Miriam, also a short woman though inches taller than Sarah, wore loud, glittery clothes that clashed with her dark-complexioned, leathery skin. If she didn’t focus, she tended to speak over and around the conversation, ricocheting against topics that had little to do with what you believed you were speaking about. She wouldn’t look you in the eye and she hovered close. Saying, “No, thanks,” to her was apparently synonymous with, “You betcha.”

“This big old town, Sarah,” Miriam would say, shaking her head gravely. “Don’t… you get tuckered out, ‘causa it?”

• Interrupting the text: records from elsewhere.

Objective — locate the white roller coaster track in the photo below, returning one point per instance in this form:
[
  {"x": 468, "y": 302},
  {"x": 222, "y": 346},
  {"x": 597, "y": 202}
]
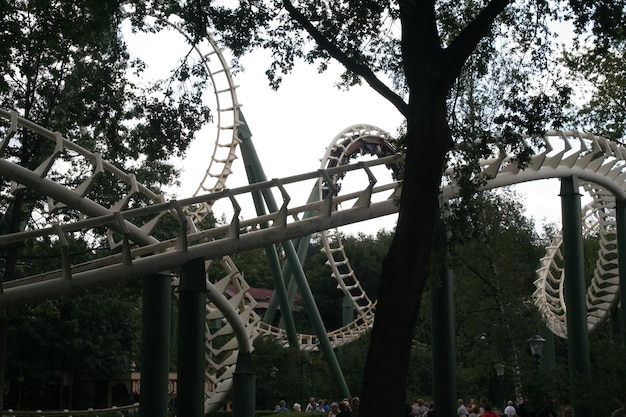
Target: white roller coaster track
[{"x": 593, "y": 159}]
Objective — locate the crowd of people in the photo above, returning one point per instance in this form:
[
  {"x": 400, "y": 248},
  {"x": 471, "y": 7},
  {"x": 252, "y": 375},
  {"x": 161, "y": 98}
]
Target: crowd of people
[
  {"x": 350, "y": 408},
  {"x": 344, "y": 408}
]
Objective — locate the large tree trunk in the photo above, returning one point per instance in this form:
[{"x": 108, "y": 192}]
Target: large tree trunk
[{"x": 406, "y": 265}]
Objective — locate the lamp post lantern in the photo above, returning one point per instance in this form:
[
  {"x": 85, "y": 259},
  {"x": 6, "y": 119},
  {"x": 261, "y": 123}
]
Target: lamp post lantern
[{"x": 536, "y": 346}]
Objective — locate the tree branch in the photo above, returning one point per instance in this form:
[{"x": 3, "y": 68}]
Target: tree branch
[
  {"x": 465, "y": 43},
  {"x": 350, "y": 64}
]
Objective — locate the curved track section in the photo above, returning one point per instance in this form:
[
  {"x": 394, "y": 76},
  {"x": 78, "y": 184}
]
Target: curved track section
[
  {"x": 601, "y": 166},
  {"x": 358, "y": 141},
  {"x": 602, "y": 294}
]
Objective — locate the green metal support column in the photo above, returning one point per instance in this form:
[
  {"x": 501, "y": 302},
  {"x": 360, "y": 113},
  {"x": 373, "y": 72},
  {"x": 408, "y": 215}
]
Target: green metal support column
[
  {"x": 191, "y": 335},
  {"x": 155, "y": 339},
  {"x": 255, "y": 174},
  {"x": 244, "y": 397},
  {"x": 575, "y": 289},
  {"x": 253, "y": 166},
  {"x": 443, "y": 342},
  {"x": 548, "y": 355},
  {"x": 620, "y": 216}
]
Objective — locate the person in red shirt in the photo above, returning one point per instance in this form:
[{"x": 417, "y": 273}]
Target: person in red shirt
[{"x": 489, "y": 411}]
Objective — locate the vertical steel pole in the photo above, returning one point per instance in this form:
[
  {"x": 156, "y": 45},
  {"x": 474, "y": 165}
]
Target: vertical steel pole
[
  {"x": 577, "y": 334},
  {"x": 155, "y": 344},
  {"x": 299, "y": 276},
  {"x": 191, "y": 339},
  {"x": 620, "y": 216},
  {"x": 443, "y": 341},
  {"x": 244, "y": 397}
]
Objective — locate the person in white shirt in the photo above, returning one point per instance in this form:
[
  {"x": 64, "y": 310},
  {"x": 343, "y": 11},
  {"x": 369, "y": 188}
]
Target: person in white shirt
[{"x": 510, "y": 410}]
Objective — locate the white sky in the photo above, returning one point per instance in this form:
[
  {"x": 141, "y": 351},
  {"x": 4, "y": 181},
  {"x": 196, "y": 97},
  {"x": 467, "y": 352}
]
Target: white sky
[{"x": 293, "y": 126}]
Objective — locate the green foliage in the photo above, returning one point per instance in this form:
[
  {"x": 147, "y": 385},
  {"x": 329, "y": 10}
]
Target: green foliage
[{"x": 94, "y": 333}]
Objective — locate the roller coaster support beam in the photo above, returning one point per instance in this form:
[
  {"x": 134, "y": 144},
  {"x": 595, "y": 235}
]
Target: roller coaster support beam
[
  {"x": 191, "y": 343},
  {"x": 575, "y": 289},
  {"x": 244, "y": 387},
  {"x": 620, "y": 217},
  {"x": 251, "y": 160},
  {"x": 255, "y": 174},
  {"x": 155, "y": 344},
  {"x": 442, "y": 334}
]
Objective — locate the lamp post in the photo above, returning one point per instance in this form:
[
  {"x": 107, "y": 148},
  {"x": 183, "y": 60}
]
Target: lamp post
[
  {"x": 273, "y": 371},
  {"x": 20, "y": 379},
  {"x": 499, "y": 367},
  {"x": 536, "y": 346}
]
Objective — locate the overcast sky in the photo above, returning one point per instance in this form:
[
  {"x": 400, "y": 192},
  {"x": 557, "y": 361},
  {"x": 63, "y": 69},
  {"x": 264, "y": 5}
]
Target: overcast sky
[{"x": 293, "y": 126}]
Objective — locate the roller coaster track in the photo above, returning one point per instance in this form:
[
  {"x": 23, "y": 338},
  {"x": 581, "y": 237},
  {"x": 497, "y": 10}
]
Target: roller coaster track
[{"x": 131, "y": 220}]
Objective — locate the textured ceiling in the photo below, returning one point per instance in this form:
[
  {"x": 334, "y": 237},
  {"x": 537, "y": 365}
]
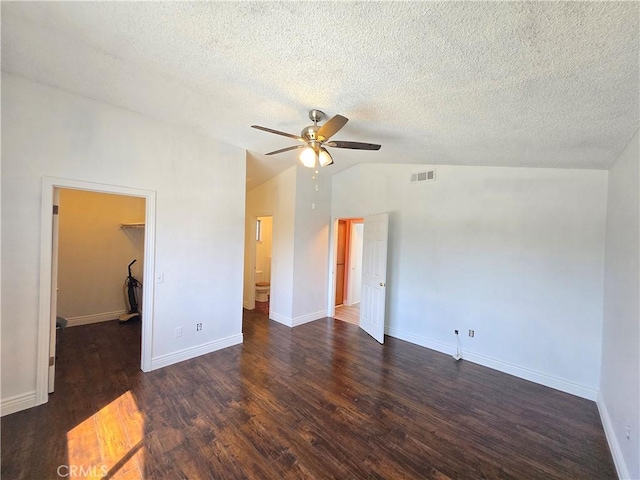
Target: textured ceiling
[{"x": 543, "y": 84}]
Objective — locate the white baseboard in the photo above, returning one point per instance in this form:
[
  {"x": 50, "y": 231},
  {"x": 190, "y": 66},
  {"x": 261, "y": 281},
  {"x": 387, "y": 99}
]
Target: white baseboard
[
  {"x": 614, "y": 446},
  {"x": 276, "y": 317},
  {"x": 17, "y": 403},
  {"x": 515, "y": 370},
  {"x": 94, "y": 318},
  {"x": 192, "y": 352},
  {"x": 308, "y": 318},
  {"x": 294, "y": 322}
]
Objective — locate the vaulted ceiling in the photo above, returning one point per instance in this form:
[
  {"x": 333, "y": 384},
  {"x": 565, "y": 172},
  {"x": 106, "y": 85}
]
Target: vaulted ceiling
[{"x": 540, "y": 84}]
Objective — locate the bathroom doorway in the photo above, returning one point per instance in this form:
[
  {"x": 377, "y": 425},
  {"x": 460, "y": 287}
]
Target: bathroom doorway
[
  {"x": 348, "y": 268},
  {"x": 262, "y": 274}
]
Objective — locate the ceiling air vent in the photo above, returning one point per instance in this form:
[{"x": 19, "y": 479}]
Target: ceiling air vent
[{"x": 420, "y": 177}]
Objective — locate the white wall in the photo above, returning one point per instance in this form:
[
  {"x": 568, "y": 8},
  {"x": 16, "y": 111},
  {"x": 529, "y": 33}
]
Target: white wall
[
  {"x": 94, "y": 252},
  {"x": 515, "y": 254},
  {"x": 274, "y": 198},
  {"x": 300, "y": 244},
  {"x": 311, "y": 254},
  {"x": 619, "y": 399},
  {"x": 199, "y": 184}
]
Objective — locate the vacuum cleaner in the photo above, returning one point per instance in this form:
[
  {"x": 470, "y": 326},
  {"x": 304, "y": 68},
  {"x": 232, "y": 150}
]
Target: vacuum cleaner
[{"x": 131, "y": 288}]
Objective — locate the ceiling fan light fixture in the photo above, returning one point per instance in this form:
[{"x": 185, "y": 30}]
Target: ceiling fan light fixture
[
  {"x": 324, "y": 158},
  {"x": 308, "y": 157}
]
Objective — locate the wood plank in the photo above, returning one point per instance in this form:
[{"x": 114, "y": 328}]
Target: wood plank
[{"x": 321, "y": 400}]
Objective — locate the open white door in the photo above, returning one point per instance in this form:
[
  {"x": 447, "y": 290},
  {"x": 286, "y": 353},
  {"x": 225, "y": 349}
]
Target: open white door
[
  {"x": 374, "y": 275},
  {"x": 54, "y": 290}
]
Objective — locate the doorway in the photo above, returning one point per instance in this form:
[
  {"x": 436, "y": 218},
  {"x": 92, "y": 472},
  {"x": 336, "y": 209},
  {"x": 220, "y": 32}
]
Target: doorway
[
  {"x": 348, "y": 268},
  {"x": 47, "y": 309},
  {"x": 262, "y": 271}
]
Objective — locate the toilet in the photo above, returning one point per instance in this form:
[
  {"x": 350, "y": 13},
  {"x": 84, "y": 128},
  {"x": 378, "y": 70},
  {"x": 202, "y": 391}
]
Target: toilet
[{"x": 262, "y": 288}]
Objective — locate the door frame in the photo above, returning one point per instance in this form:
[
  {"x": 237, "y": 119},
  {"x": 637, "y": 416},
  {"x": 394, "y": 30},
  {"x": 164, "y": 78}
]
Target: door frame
[
  {"x": 49, "y": 186},
  {"x": 333, "y": 255}
]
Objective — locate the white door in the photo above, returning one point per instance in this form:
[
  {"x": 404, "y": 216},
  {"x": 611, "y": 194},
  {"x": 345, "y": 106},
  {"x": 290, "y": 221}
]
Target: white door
[
  {"x": 374, "y": 275},
  {"x": 54, "y": 290}
]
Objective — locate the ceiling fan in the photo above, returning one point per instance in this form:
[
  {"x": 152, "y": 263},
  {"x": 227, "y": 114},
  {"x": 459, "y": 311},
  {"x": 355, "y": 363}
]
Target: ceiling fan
[{"x": 315, "y": 138}]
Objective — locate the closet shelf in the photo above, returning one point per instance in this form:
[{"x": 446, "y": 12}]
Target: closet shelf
[{"x": 132, "y": 225}]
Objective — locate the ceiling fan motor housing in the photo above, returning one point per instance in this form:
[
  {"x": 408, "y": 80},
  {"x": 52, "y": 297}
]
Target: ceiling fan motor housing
[{"x": 310, "y": 133}]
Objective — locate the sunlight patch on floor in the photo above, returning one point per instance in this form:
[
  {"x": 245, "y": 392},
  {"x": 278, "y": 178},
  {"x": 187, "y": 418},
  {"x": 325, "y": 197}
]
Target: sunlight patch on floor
[{"x": 108, "y": 444}]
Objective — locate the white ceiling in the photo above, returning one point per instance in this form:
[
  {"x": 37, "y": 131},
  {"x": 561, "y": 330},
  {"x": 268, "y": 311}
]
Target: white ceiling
[{"x": 542, "y": 84}]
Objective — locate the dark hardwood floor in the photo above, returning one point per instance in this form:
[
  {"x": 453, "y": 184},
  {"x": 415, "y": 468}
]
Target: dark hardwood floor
[{"x": 322, "y": 400}]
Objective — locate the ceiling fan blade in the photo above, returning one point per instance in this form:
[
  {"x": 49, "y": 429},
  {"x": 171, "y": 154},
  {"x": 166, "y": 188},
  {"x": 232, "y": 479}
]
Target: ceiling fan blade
[
  {"x": 332, "y": 126},
  {"x": 353, "y": 145},
  {"x": 286, "y": 149},
  {"x": 277, "y": 132}
]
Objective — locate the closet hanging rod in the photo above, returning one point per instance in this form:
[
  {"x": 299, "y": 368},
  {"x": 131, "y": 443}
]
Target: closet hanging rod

And the hesitation in that sentence hinted that the woman was really going to say “Don’t it tucker you out?”

John often wore a shabby sardonic grin, as if he’d caught somebody trying to cheat him. He was fleshy big, but strong, too. You could imagine his grainy picture in a newspaper above a story in which the word “snapped” appeared in a quote from a local sheriff.

If he wasn’t grumbling or snide, he’d be snorting as he told jokes, which were never very funny and usually bordered on being off-color.

But avoiding them was gasoline on a flame. When they sensed she was avoiding them they redoubled their efforts to graze their way into her life, coming to her front door at any hour, offering presents and advice… and always the questions about her. John would show up to take care of small handyman tasks around Sarah’s apartment. Carmel’s husband, Daniel, was the building’s part-time maintenance man, but John had befriended him and took over on some projects to give Daniel a few hours off here and there.

Sarah believed the Westerfields actually waited, hiding behind their own door, listening for the sound of footsteps padding down the stairs—and ninety-four-pound Sarah Lieberman was a very quiet padder. Still, when she reached the ground-floor lobby, the Westerfields would spring out, tall son and short mother, joining her as if this were a rendezvous planned for weeks.